Rabu, 06 Maret 2019

Dampak Pembebasan Lahan Tol, Camat Sumberasih Akan Laporkan Sutiha Ke Polisi



Probolinggo, harianmerdekapost.com. Pembebasan lahan Tol Pasuruan-Probolinggo (PasPro) masih menyisakan sengketa. Buntutnya, Camat Sumberasih Ugas Irwanto berencana akan melaporkan balik Sutiha yang merupakan warganya, ke Polisi. Pasalnya, warga Desa Muneng tersebut sudah membuat laporan tak mendasar ke Polda Jatim yang dianggap menyerang dirinya.

Sebelumnya, Sutiha telah di laporka ke Polisi oleh Pejabat Pembuat Komitmet (PPK) Jalan Tol PasPro dengan tuduhan penyerobotan tanah Tol. Aksi saling lapor itu mebuat Sutiha harus siap-siap mengahadapi laporan lainnya.

Forum Koordinasi Pimpinan Kecamatan (Forkopimka) Sumberasih mengatakan, pihaknya berencana akan melaporkan balik Sutiha ke Polisi. Sebab laporan Sutiha ke Polda Jatim dianggap sudah melakukan pencemaran nama baik Forkopimka.

"Kita lihat perkembangan proses Hukum PPK Tol. Kalau tetap ngeyel, ya terpaksa saya laporkan balik atas dasar pencemaran nama baik. Sekarang masih menunggu iktikad baik dari Sutiha untuk mencabut laporannya di Polda Jatim dan meminta maaf kepada Forkopimka Sumberasih," kata Ugas Irwanto, Rabu (6/3/2019).

Ugas menjelaskan, dalam kasus penyerobotan tanah Tol PasPro, pihaknya hanya sebatas memfasilitasi penyelesaian sengketa antara Sutiha dengan PPK Tol PasPro, dan pihaknya dalam posisi netral. Sebab, Sutiha tidak sepantasnya melakukan pemagaran di lahan itu, karena sudah ada pelepasan hak dari keluarganya.
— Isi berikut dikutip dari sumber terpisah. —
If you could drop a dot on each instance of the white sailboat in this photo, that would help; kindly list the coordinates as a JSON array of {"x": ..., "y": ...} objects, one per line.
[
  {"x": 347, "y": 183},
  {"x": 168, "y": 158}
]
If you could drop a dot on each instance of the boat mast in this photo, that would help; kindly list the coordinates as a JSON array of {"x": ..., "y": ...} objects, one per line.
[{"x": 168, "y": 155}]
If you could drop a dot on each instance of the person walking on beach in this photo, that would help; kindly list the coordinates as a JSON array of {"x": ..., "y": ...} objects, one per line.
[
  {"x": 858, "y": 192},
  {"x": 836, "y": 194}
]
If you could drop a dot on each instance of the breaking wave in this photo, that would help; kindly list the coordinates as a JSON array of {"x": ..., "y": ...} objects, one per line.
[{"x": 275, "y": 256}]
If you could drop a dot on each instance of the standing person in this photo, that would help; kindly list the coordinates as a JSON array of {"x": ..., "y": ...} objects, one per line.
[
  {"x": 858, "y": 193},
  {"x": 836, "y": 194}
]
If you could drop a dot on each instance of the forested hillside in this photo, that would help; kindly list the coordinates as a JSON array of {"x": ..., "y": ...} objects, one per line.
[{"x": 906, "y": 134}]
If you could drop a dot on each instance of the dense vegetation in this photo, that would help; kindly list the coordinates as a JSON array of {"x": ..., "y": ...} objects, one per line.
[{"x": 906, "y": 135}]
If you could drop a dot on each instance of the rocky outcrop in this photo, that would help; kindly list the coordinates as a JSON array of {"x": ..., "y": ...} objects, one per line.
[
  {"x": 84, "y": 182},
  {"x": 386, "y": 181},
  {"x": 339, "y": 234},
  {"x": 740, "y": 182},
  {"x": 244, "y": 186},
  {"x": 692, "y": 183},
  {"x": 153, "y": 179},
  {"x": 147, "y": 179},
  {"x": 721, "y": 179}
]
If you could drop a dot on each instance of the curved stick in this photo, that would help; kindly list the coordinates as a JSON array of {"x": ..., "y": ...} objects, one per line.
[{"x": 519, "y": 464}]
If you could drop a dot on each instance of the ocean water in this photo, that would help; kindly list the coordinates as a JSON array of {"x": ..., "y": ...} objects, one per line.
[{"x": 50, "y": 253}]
Sementara pencabutan patok dan pagar di Rest Area Muneng dilakukan oleh petugas PPK Tol.

"Nyatanya kami juga turut dilaporkan ke Polda Jatim. Padahal niat kami hanya membantu memfasilitasi Sutiha sebagai warga kami dengan pihak PPK Tol PasPro sebagai salah satu lembaga Negara. Tujuan kami agar permasalahan sengketa itu bisa diselesaikan dengan adanya solusi terbaik," jelasnya.

Ugas juga menegaskan, terkait laporan Sutiha ke Polda Jatim, pihaknya mengaku siap menghadapinya. Menurutnya laporan Sutiha sama sekali tidak mendasar. Sebab, yang melakukan pencabutan patok dan pagar adalah pihak PPK Tol. Ugas juga menyebut, pemilik lahan yang sah secara Hukum adalah PPK Tol yang sudah mengganti rugi pada tahun 2017 lalu.

"Sutiha itu sepengetahuan kami bukan salah satu Ahli Waris dari pemilik lahan itu. Sebab ibunya yakni Marni'a saat ini masih hidup. Yang berhak mendapatkan uang ganti rugi itu tentunya ibunya dan saudara-saudara ibunya, sebagai ahli waris dari almarhum Bapak Minaroen Noerdin," tegas Ugas Irwanto.

Seperti diketahui, lahan seluas 2.531 M2 tersebut Atas Nama Minaroen Noerdin, warga Dusun Timur II, RT. 019 / RW. 004, Desa Muneng Kidul, Kecamatan Suberasih, Kabupaten Probolinggo yang sudah di lepas haknya pada 26 Januari 2017 kepada PPK Tol. Dimana dalam pelepasan hak itu Alhli Waris sudah mendapatkan ganti rugi sebesar Rp. 4,018,489,032.00 (Empat Milyar Delapan Belas Juta Empat Ratus Delapan Puluh Sembilan Ribu Tiga Puluh Dua Rupiah). 

Uang sebesar itu dibayar oleh PPK Tol melalui transfer ke Rekening Atas Nama Atwi. Yang mana diketahui, Atwi ini merupakan adik dari Marni'a, ibu dari Sutiha. Ia bertindak sebagai kuasa dari keturunan Minaroen Noerdin. (Han/Anam/Tim).